Run the below code to define the model with the given arguments for `sizeOutChannels`, `sizeHiddenLayer` and to define a loss function (here we'll use the cross entropy loss) and optimizer (here we'll use Stochastic Gradient Descent)

In [0]:
cnnCIFAR = CnnCIFAR(sizeOutChannels = 16, sizeHiddenLayer = 50)
cnnCIFAR = cnnCIFAR.cuda() # define the model for cuda

cnn_CIFAR_loss_fn = torch.nn.CrossEntropyLoss() # use cross entropy loss
cnn_CIFAR_opt = torch.optim.SGD(cnnCIFAR.parameters(), lr=0.003, momentum=0.9) # where did I get these "magic numbers?"  Trial and error and voodoo.

In [0]:
cnnCIFAR.train()
# We will train the model for 15 epochs as same as the previous fully connected network.
for epoch in range(15):
    running_loss = 0.0
    for inputs, labels in train_dl_cifar:
        # data to train
        inputs = inputs.cuda()
        labels = labels.cuda()

        # intitiate gradients
        cnn_CIFAR_opt.zero_grad()

        # calculate loss and update parameters
        outputs = cnnCIFAR(inputs)
        loss = cnn_CIFAR_loss_fn(outputs, labels)
        loss.backward()
        cnn_CIFAR_opt.step()

        # Sum losses
        running_loss += loss.item()

    print(f"Epoch {epoch+1} loss = {running_loss/len(train_dl_cifar)}") # print out the loss (averaged over all the predictions in the batch)

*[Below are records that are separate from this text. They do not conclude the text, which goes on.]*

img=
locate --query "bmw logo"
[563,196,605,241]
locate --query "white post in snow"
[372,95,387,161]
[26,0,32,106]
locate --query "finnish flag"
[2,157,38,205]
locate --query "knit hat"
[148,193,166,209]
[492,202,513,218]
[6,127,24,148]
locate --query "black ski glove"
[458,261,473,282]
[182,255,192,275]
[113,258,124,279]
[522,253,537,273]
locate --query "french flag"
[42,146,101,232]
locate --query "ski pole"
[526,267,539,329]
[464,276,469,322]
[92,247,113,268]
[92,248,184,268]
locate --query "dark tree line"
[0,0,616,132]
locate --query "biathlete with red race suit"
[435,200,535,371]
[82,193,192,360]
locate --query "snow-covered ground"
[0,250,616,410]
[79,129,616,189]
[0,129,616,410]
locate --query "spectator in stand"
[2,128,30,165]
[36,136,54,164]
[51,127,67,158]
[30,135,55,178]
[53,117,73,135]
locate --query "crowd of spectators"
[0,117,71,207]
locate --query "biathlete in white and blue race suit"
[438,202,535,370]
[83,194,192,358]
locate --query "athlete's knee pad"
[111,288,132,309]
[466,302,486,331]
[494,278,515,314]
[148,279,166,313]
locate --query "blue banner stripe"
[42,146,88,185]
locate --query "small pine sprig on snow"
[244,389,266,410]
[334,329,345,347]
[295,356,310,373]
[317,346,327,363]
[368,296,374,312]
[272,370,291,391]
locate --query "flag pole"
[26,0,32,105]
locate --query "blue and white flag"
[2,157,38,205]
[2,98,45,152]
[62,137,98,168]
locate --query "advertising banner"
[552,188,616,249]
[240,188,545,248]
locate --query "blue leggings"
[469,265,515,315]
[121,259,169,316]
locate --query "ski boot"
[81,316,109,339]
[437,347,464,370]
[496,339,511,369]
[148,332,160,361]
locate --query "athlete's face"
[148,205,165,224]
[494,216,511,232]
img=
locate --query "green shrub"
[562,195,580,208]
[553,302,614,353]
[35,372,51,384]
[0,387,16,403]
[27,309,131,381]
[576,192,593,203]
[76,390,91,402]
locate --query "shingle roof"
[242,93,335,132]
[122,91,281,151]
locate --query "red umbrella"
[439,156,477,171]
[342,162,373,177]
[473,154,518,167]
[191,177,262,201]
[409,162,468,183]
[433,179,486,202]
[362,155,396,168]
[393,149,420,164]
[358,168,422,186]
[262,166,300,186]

Let's evaluate the trained model.


In [0]:
from sklearn.metrics import confusion_matrix

cnnCIFAR.eval() # put the model into evaluation mode -- may affect some types of layers (e.g., dropout)
with torch.no_grad():
  running_loss = 0
  total = 0
  correct = 0
  numClasses = len(test_dl_cifar.dataset.classes)
  cm = np.zeros((numClasses,numClasses),dtype=np.int32) # an empty matrix to hold the confusion matrix, we'll sum the confusion matrices for each batch
  for xb, yb in test_dl_cifar:
    xb = xb.cuda()
    yb = yb.cuda()
    pred = cnnCIFAR(xb)
    predLabels = torch.argmax(pred,dim=1)
    cm += confusion_matrix(yb.cpu().numpy(),predLabels.cpu().numpy(),range(0,10)) # add this batch's confusion matrix to the total matrix -- we have to specify the list of class indexes, or sklearn will shorten our cm to only the classes seen

In [0]:
acc = np.diag(cm)/cm.sum(axis=1)
print(cm, '\n', acc)

In [0]:
print("Accuracy of the convolution neural network: ", np.mean(acc))

The convolution neural network performs better than the previous fully connected network. Could we still do better? We only added one convolutional layer block. But these images belong to many different classes.  You should now go back and try to experiment with the model. What if you run it for more epochs? What if you try changing the arguments for our model (e.g., try adjusting the parameters `sizeOutChannels`, `sizeHiddenLayer`). You could also try adding another convolutional layer blocks.  Remember the final output needs to match the number of classes we're trying to predict.  See if you can do better. Don't be afraid to google around for examples of CNN's applied to images. What do they do? What kind of performance can they achive on CIFAR (this is a well known and standard dataset).